Paula knew that businesses, as well as individuals, prefer to establish themselves in a community where the arts thrive, said Judy Mauran, friend and fellow CRCA board member.

"Paula absolutely understood the need for the arts. She had an appreciation of the arts and what they could do for people and she had a good sense of how arts are important to the community and how much it would bring to the community," she said.

Mauran said that Paula Vaughn always proved thorough in her planning and, though she was quiet, people listened when she spoke.

"She was wonderful and sweet but she could be tough as nails when she wanted to be," said Mauran.

Paula Vaughn served as the executive director of the CRCA for three years in the 1990s and took a hiatus from the organization in 1996 when she began to advocate for the arts on the state level.
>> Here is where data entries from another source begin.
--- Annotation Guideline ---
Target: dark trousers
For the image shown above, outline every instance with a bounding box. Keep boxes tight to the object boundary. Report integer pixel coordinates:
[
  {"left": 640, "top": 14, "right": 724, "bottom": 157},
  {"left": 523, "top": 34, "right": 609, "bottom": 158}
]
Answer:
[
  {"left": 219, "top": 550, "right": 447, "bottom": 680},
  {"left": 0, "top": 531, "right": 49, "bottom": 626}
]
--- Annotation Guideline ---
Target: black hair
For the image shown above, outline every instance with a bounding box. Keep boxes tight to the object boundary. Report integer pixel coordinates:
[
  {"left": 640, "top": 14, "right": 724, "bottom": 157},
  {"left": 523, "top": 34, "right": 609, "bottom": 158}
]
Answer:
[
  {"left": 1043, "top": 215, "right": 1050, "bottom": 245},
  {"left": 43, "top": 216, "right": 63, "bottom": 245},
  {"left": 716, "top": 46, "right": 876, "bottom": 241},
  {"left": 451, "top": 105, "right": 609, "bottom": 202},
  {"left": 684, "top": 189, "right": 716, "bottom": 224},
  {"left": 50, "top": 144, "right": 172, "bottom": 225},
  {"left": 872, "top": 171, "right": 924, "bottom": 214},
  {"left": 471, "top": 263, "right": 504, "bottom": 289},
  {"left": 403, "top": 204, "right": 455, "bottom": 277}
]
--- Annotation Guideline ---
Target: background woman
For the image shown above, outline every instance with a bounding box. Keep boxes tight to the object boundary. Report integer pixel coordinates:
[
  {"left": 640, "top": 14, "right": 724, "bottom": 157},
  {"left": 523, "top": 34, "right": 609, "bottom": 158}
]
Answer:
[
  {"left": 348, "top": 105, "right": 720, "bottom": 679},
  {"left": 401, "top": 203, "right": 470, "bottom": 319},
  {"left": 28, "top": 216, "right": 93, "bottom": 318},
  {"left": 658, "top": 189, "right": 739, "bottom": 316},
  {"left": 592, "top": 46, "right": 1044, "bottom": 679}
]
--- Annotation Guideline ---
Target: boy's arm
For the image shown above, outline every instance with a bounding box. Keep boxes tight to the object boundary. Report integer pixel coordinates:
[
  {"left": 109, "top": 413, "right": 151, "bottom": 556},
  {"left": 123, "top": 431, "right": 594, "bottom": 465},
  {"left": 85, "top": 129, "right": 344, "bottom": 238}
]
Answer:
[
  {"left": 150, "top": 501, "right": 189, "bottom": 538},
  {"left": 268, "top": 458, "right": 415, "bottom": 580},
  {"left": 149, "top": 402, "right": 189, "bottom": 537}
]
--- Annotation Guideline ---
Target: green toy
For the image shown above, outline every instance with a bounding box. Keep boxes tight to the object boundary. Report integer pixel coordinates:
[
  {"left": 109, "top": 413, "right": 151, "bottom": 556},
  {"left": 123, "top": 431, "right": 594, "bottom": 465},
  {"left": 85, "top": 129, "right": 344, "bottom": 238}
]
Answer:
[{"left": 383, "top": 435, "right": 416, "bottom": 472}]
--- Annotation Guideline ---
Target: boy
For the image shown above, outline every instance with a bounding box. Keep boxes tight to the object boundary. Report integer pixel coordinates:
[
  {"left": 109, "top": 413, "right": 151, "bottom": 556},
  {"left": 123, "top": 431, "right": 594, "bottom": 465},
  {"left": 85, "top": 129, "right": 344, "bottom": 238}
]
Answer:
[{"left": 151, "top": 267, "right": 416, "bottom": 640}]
She served on the boards of the Georgia Assembly of Community Arts, the Metropolitan Atlanta Arts Fund and the Georgia Council for the Arts, where she helped found a grassroots arts program.

She also earned a degree in Web page design from Oglethorpe University in 2001 and proceeded to donate her newly honed skills to build Web pages for the CRCA and her church, Conyers First United Methodist Church.

Paula Vaughn returned to the CRCA as a volunteer in the late 1990s and continued to nurture the organization until 2005 when she became president of the CRCA board. During the 1990s, the CRCA also found a new home at 910 Center St. in Olde Town Conyers, thanks to financial support from the Vaughn family. Paula Vaughn obtained grant money for the CRCA and eventually helped convince the city and county to contribute to the CRCA budget.

"Paula was the brains behind the operation, but she was very shy to take the credit. She was very humble," said friend and fellow CRCA board member Bonnie Powell. "If Paula hadn't been there, I don't know who would have done it. The arts that are in this county are a direct result of the groundwork that she laid. She was a silent driving force."

Powell described Paula Vaughn as an extremely organized person and an excellent researcher. If Paula Vaughn didn't know the answer to a question, she'd find out, said Powell.

"The arts world has certainly lost an important player in Rockdale County," said Powell.